The theory of contracting out requires that there must be a degree of competition in a market. However, in practice, markets need only be 'contestable', i.e. that it be possible for competitors to enter a market. However, it is argued that health services, due to their very nature of economies of scale and high start-up and sunk costs have characteristics of monopolies, making it very difficult for other providers to compete fairly. Moreover, there is substantial bureaucracy to entry with much infrastructure being donor funded. As a result, it is increasingly difficult for a private institution to gain an economic edge to entry in such a market. Moreover, economies of location are likely to reduce real efficiency, especially when considering tertiary services e.g. logistics. These problems are likely to be present with greater emphasis in developing countries, as 1) there is acute shortage of private healthcare funding, 2) most care is provided by NGO's and 3) many remote areas are completely cut-off from some medical services.

Contestable markets should allow identification and under-cutting of inefficiency by more resourceful entrepreneurs. In developing countries, price cuts frequently result in quality reductions. It is unclear as to whether contracts will sacrifice quality for price when bidding on contracts. Therefore, it seems logical that quality conditions to healthcare should be outlined prior to contract bidding. Even after successful winning of contracts, there needs to be frequent monitoring of performance. It is doubtful that developing nations have adequate systems to monitor such information. Brazier and Normand (Brazier and Normand 1991) further identified that trust and integrity must exist between all party's a factor which is near impossible due to the large-scale corruption existing in many aspects of political and social life.

Contracts involve skills and activities that are not required under public provision such as accounting, negotiating and monitoring (McPake 1994). Most healthcare systems in developing countries are unable to accommodate these needs.
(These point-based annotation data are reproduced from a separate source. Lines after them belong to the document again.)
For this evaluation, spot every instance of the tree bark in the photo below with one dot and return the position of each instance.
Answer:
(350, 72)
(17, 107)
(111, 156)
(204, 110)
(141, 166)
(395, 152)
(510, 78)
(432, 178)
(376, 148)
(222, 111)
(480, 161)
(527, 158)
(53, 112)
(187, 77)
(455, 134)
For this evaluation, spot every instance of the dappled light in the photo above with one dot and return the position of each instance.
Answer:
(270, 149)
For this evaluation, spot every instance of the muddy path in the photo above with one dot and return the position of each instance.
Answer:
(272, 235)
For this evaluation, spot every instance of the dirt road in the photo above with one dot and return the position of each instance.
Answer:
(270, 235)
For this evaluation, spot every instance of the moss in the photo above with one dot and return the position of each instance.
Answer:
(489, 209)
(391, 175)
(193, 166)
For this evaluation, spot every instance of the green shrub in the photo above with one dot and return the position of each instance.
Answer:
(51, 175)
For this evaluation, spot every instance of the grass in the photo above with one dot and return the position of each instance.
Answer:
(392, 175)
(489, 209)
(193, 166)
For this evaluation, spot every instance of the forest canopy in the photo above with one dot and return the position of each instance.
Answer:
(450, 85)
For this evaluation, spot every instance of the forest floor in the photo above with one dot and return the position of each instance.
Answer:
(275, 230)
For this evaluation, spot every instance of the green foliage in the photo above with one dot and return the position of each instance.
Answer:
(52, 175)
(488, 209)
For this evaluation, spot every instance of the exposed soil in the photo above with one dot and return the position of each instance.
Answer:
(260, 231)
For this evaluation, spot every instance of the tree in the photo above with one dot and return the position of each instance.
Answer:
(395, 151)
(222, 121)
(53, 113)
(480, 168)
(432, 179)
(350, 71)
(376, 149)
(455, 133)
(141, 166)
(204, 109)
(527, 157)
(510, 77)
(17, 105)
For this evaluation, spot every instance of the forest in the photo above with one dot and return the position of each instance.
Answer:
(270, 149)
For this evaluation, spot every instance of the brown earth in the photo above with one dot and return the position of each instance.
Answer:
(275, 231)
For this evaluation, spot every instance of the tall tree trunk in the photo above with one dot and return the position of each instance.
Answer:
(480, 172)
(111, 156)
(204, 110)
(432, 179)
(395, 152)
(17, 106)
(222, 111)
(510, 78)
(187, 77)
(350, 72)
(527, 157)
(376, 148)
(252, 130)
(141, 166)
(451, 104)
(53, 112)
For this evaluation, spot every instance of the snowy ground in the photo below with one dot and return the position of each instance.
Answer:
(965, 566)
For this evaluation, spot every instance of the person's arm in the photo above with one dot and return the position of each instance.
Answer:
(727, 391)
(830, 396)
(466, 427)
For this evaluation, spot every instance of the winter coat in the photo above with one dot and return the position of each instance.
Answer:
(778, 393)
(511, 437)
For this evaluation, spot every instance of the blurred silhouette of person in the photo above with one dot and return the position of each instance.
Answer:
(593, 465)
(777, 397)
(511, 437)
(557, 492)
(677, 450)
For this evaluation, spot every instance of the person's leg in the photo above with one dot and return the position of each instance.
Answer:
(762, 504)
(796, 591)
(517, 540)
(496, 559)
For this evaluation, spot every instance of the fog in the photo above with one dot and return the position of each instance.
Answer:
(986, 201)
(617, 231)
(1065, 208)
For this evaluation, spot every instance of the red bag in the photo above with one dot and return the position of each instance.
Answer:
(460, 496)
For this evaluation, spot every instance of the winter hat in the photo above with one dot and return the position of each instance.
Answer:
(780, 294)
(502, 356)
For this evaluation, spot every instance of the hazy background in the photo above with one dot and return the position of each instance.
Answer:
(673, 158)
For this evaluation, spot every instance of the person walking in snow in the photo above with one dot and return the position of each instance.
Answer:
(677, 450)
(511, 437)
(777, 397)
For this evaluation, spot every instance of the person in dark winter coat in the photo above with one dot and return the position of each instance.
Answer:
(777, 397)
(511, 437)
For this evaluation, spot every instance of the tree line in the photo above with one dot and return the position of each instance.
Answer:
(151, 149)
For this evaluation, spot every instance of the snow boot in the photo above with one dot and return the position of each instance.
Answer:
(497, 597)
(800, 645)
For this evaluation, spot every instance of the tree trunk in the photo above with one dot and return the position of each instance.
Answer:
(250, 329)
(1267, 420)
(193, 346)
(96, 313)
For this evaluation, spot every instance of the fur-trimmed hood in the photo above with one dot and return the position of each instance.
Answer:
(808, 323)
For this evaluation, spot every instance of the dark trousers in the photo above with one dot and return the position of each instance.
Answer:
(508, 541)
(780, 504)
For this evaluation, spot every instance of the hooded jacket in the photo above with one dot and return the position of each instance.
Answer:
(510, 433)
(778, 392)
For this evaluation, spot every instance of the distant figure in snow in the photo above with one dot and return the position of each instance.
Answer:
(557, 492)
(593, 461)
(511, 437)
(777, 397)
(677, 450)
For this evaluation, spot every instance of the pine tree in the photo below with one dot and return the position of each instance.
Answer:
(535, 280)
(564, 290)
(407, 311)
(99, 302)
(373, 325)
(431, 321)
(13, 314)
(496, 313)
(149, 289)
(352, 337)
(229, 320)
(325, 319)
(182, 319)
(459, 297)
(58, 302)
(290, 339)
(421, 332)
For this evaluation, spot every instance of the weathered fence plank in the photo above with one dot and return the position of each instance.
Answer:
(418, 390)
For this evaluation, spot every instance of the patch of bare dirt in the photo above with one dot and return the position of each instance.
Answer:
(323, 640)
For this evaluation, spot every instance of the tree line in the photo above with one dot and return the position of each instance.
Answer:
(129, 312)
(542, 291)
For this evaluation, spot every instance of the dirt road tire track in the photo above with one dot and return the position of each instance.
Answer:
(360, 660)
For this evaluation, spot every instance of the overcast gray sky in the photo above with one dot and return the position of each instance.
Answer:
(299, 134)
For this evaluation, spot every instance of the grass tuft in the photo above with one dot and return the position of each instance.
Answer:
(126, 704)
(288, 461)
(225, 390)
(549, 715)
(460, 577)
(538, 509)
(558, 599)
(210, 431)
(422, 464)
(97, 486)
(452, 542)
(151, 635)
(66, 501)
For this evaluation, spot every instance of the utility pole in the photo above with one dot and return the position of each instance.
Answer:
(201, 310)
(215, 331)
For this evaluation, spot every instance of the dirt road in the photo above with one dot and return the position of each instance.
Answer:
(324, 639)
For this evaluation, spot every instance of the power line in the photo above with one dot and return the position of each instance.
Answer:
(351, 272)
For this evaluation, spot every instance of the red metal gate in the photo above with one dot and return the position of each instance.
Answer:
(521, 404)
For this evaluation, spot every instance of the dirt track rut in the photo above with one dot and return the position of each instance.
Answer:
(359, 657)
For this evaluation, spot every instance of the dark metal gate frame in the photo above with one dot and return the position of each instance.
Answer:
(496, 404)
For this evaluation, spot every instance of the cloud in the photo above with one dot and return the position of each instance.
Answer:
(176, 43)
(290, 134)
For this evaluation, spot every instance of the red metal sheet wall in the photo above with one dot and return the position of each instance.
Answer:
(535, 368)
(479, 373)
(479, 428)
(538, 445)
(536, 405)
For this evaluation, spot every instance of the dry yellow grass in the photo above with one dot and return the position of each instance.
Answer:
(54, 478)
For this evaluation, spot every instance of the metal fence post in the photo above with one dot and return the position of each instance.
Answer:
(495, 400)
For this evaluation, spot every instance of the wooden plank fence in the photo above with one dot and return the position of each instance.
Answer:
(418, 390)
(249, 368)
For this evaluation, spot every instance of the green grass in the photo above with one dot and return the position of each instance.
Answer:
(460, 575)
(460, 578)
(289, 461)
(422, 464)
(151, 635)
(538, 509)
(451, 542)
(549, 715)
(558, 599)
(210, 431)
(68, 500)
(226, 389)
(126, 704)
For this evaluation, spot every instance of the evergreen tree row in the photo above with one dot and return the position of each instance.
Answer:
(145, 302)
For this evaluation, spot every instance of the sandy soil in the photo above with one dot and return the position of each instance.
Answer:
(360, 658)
The essential element of contracting assumes that public finances are available to purchase services from a private provider. However, in reality many developing countries simply do not have the levels of public sector money to afford this model of healthcare. As a result, other means of revenue generation must be achieved. Principally this will be through larger levels of taxation. However any policy which results in the population (most of whom are already living below the poverty line) having less take-home money is certain to be unpopular. An alternative may be combining public and private expenditures or by limiting certain aspects of healthcare so that those deemed to need healthcare provisional the most are treated preferentially to all others. Lastly, a model similar to that in the USA may be considered. Preferred Provider Organisations (PPO's) are private insurance companies who act within the contracting model to purchase healthcare. Providers register with PPO's and those insured by PPO's have access to healthcare, often at lower prices than uninsured persons but have restrictions to the use of certain providers (Brazier and Normand 1991). Alternatively, nations with extensive insurance organisations can provide 'contract-like' mechanisms allowing them to choose whether to accept all charges determined by insurance companies or charge patients small amounts for healthcare. This results in greater flexibility for all party's involved.
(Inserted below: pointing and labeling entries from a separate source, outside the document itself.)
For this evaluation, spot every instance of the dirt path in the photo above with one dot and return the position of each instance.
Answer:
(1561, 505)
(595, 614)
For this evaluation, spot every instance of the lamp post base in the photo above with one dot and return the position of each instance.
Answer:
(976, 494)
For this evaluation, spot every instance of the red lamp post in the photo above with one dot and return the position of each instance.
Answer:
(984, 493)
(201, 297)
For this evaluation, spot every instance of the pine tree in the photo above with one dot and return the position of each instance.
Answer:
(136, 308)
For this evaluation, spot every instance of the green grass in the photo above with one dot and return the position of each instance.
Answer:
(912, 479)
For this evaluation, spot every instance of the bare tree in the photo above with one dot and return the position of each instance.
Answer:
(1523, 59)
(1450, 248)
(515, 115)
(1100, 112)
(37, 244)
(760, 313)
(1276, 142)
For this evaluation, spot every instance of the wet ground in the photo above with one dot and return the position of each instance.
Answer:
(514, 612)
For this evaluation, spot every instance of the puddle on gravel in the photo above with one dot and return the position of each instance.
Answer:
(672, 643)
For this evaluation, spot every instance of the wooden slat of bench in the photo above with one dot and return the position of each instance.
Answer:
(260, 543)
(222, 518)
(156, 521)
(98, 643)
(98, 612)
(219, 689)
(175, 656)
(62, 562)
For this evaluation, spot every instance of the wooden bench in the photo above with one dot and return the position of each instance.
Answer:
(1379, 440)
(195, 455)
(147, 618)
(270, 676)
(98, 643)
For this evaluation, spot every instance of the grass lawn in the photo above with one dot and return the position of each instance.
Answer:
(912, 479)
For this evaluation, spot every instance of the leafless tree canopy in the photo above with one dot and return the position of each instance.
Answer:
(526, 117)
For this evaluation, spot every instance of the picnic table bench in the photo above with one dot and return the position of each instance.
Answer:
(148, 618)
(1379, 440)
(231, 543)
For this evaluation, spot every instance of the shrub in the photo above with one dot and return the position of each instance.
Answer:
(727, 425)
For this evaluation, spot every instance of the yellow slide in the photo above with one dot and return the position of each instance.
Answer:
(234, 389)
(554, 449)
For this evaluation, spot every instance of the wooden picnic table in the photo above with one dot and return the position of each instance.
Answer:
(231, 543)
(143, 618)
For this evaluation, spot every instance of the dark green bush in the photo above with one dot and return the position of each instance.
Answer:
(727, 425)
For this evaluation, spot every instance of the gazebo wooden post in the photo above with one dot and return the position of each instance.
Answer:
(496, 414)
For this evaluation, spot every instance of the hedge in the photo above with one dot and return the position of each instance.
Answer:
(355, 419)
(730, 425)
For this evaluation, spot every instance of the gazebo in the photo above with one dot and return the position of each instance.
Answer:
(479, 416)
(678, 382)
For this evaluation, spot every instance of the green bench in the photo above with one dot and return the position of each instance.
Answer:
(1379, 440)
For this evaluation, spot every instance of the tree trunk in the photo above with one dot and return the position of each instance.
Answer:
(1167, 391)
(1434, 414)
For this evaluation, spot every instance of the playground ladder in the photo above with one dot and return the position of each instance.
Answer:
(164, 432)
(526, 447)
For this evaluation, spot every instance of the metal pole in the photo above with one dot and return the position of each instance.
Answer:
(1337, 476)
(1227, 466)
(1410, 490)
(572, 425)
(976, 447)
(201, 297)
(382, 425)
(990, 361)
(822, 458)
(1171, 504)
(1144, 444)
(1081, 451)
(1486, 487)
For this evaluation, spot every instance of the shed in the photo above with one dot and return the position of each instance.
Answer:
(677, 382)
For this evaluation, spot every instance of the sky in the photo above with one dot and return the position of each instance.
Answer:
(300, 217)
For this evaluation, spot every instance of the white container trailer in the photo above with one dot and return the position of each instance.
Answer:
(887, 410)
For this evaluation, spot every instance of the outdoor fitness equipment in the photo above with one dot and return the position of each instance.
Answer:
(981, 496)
Contracting is emerging as a topic of significant debate within many developing countries. It offers many hypothetical advantages but in practice the market conditions for such a model of health provision do not currently exist in poorer nations. Its use is at present limited to non-clinical areas in healthcare, notably logistics. However, it is likely that some urban areas of larger developing countries may have elements favourable to models of contracted healthcare., whilst those countries determined to adopt such a system may focus of development of their human resource system to accommodate contracts.